Dive Brief:
- Fidelity National Information Services, which provides payments and technology services to financial institutions, is counting on clients continuing to increase their technology spending and tapping FIS to meet their demand for artificial intelligence capabilities, CEO Stephanie Ferris said during the company’s fourth-quarter earnings report Tuesday. Financial institutions’ annual IT spending across the market, as a percent of revenue, climbed 11% between 2015 and 2024, the company said in its quarterly presentation.
- The Jacksonville, Florida company is angling to satisfy banks’ appetite for artificial intelligence, tapping its extensive trove of data, regulatory experience and scale to pitch to its financial institution clients.
- “Emerging technology, particularly AI, is moving from experimental to mainstream at unprecedented speed,” Ferris said. “AI adoption is accelerating to eight times 2023 levels and banks recognize AI isn't a future opportunity, it's a competitive imperative.”
Dive Insight:
FIS reported that its fourth-quarter revenue grew about 7% to $2.75 billion over the year-earlier period, after adjusting for its sale of the Worldpay merchant acquiring unit and the purchase of an issuer services business, according to an earnings press release.

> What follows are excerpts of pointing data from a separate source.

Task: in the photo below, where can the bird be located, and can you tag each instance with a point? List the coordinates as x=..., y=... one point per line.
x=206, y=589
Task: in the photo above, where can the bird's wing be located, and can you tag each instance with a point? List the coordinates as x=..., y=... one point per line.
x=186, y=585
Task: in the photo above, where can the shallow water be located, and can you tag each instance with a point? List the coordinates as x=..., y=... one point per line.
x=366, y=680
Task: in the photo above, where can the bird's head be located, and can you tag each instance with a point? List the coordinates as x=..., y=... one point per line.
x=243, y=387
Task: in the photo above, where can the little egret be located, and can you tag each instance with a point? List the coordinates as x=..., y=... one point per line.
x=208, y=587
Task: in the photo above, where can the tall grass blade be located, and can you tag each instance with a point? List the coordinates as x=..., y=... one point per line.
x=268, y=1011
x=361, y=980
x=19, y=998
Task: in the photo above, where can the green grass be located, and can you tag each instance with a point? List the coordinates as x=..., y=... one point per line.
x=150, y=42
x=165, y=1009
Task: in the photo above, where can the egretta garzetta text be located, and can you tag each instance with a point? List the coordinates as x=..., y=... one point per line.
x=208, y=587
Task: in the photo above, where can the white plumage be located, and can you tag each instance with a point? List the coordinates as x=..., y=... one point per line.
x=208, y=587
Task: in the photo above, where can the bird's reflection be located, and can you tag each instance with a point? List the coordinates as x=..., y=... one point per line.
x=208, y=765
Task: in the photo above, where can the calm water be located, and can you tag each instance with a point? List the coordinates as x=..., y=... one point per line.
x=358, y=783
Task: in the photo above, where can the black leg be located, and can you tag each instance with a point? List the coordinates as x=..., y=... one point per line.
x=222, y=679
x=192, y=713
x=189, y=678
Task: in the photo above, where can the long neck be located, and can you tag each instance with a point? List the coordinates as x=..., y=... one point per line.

When asked by an analyst about AI replacing or automating some of the services that FIS provides, Ferris downplayed any risks, pointing to AI as a positive for the business. She called it a “strategic accelerant,” pointing to the company’s expansive proprietary data set and its use of audited, regulated processes as difficult-to-replicate advantages.
FIS focuses on financial institutions growing the fastest in the market, with many becoming super regional banks, and those that are tapping technology, such as AI, to drive growth.
“Unlike some peers, our focus isn't about serving the most banks,” Ferris said. “Our strategy is partnering with banks that are growing faster in the market, both organically and through consolidation,” Ferris said. “Our strategy is to grow side by side with them in areas where they're spending: payments, digital and lending,” she said.
Meanwhile, the company has cut costs in some areas alongside its sale of Worldpay and purchase of the issuer business, both with Global Payments on the other side of the transaction.
“We took a series of cost actions in 2025 and exiting the year that drives sizable savings in 2026,” FIS Chief Financial Officer James Kehoe told analysts on the Tuesday webcast.
Headcount decreased significantly last year, dropping about 12% percent as of the end of last year to 44,000 employees, down from 50,000 at the end of 2024, according to the company’s annual reports.